QA And Review Workflow

Recovered figure data should be reviewed before it becomes model input. figrecover therefore treats extraction output as an auditable work product: each recovered table can be paired with a visual overlay, quality metrics, and a review decision.

The Phase 5 workflow is:

  1. Digitize a cropped figure to a JSON result.

  2. Generate a review bundle containing overlays, metrics, tables, and a review manifest.

  3. Inspect the overlay and metrics.

  4. Mark each entry as accepted, rejected, manually corrected, needs recrop, or needs recalibration.

  5. Export accepted tables only for downstream modelling.

Review Artifacts

The review bundle command writes three artifact classes:

  • overlays/ contains PNG images with recovered points, lines, bars, and the calibrated plot frame drawn over the source crop.

  • metrics/ contains JSON quality summaries with point counts, extraction density, confidence summaries, diagnostics, plot-bound availability, and review priority.

  • tables/ contains long CSV exports with source provenance columns.

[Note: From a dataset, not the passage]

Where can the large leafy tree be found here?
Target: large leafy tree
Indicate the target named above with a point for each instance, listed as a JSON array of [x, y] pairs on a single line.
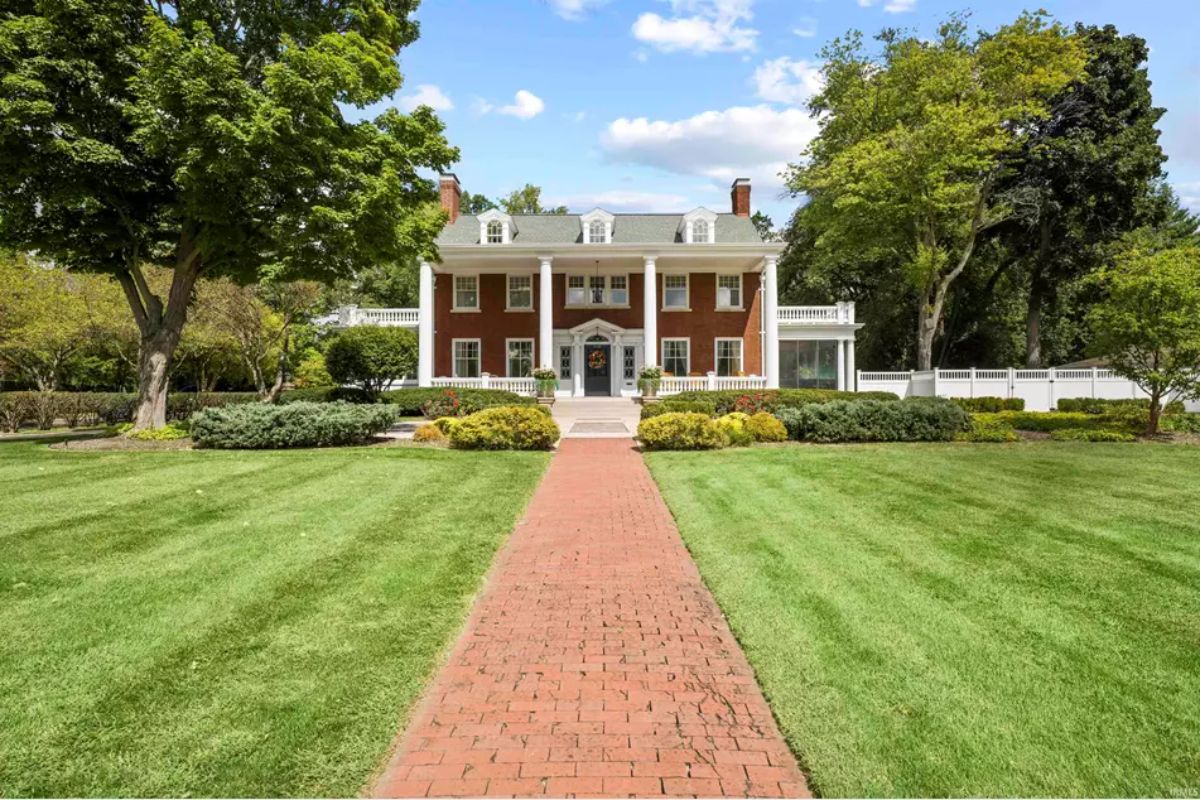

The review manifest is newline-delimited JSON. Each entry records source paths, review status, reviewer information, diagnostics, optional correction metadata, and enough provenance to decide whether an extracted table can be used later.

CLI Example

Generate a review bundle from one or more digitization JSON files:

figrecover review bundle tmp/results/fig-001.json \
   --out-dir tmp/review

Summarize review status and low-confidence items:

figrecover review summarize tmp/review/review.jsonl --json

After review decisions have been recorded in the manifest, export accepted tables only:

figrecover review export-accepted tmp/review/review.jsonl \
   --out-dir tmp/accepted-tables

Python Example

The CLI is a thin wrapper over the Python API:

from pathlib import Path

from figrecover.io import read_result_json, write_points_csv
from figrecover.qa import compute_quality_metrics, render_overlay
from figrecover.review import ReviewEntry, ReviewManifest

result = read_result_json(Path("tmp/results/fig-001.json"))
overlay = render_overlay(result, Path("tmp/review/overlays/fig-001.png"))
metrics = compute_quality_metrics(result)
table_path = write_points_csv(
    result,
    Path("tmp/review/tables/fig-001.csv"),
    include_provenance=True,
)

entry = ReviewEntry(
    review_id="fig-001",
    figure_id=result.spec.source_figure_id,
    image_path=result.image_path,
    overlay_path=overlay.path,
    table_path=table_path,
    status="needs_review",
    metrics=metrics,
)
ReviewManifest.from_entries([entry]).write_jsonl(
    Path("tmp/review/review.jsonl")
)

Review Statuses

Use accepted only when the overlay and metrics support downstream use. Use manually_corrected when a corrected table is available and its provenance is recorded. Use rejected, needs_recrop, or needs_recalibration when the artifact should not be exported into modelling inputs.

Quality metrics are triage aids, not guarantees. Low point count, missing plot bounds, warnings, errors, low confidence, or VLM disagreement should trigger manual inspection. Even high-confidence results should be checked visually when they will affect scientific or operational decisions.

Private-Data Hygiene

Review bundles can contain private document content and recovered private data. Keep them under ignored output directories such as tmp/ unless they have been explicitly sanitized for public examples, tests, or papers.